I had an emergency “rapid renewal appointment” at the passport office at the bottom of Lower Mount Street at 10:10am today.
At 10:01am I had reached the North West corner of Merrion Square, probably a five or six minute walk from the office. For some reason of which I’m still not quite sure, instead of continuing walking along Merrion Square North in the direction of the office, I decided to walk to the Dublin bike station on Merrion Square East, opposite the back of Government buildings, to take out a Dublin bike to cycle the last bit of the journey.
I arrived at the bike station in front of the passport office at 10:06am, but there was no vacant slot to deposit the bike in, and there was another person already waiting to deposit their bike there.
Four minutes later, nobody had taken a bike out to release a slot to deposit one in, and in any event the first guy was still waiting to deposit his bike.
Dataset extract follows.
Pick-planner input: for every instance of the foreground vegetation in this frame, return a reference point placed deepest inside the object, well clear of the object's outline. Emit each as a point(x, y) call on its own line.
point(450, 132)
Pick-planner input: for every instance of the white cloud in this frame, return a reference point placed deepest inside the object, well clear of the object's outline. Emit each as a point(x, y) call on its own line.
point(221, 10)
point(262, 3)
I was now panicking that I would miss my meeting, in a visibly agitated state, and being laughed at by three chaps smoking cigarettes outside the adjacent Spar shop. I didn’t want to leave the bike unattended outside the office as I assumed it would be stolen, resulting in me being fined €300 or whatever it is for the loss of a bike.
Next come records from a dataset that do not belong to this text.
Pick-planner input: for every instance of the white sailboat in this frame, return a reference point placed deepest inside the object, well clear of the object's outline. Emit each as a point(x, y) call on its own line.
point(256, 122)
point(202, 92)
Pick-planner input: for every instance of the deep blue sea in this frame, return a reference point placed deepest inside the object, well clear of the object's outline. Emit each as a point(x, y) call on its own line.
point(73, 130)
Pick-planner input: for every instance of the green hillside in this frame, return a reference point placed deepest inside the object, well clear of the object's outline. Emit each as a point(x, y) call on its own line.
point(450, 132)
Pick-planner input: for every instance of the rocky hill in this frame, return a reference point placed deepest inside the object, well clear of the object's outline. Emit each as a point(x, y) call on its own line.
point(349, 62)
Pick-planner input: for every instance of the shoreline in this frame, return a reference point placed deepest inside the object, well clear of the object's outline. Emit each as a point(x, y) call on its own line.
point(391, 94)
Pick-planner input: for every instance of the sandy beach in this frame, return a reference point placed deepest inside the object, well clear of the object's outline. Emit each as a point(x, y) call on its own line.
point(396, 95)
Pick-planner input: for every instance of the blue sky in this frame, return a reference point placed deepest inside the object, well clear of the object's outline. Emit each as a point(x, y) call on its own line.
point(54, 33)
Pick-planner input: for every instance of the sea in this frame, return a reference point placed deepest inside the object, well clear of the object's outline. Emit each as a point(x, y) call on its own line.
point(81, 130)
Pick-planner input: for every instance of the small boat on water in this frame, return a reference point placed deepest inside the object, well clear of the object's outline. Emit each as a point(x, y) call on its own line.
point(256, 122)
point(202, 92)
As the clock hit 10:10am I lost my head completely and tried to bring the bike into the passport office, but was, entirely predictably, immediately stopped from doing so by security and had to leave again. I decided to cycle to another bike station, but not being sure where the nearest one was, I cycled aimlessly around for the next ten minutes up Merrion Square East, down part of Baggot Street, around to Grand Canal Street, passing three more bike stations with no vacant slots, before returning to the one outside the passport office, which was still full.
Eventually I ended up cycling all the way back to the same station on Merrion Square West from which I had take the bike out, and walked back to the passport office, arriving at around 10:35am, 25 minutes late. I explained the situation to the chap at reception. “Ah, that’s grand”, he said.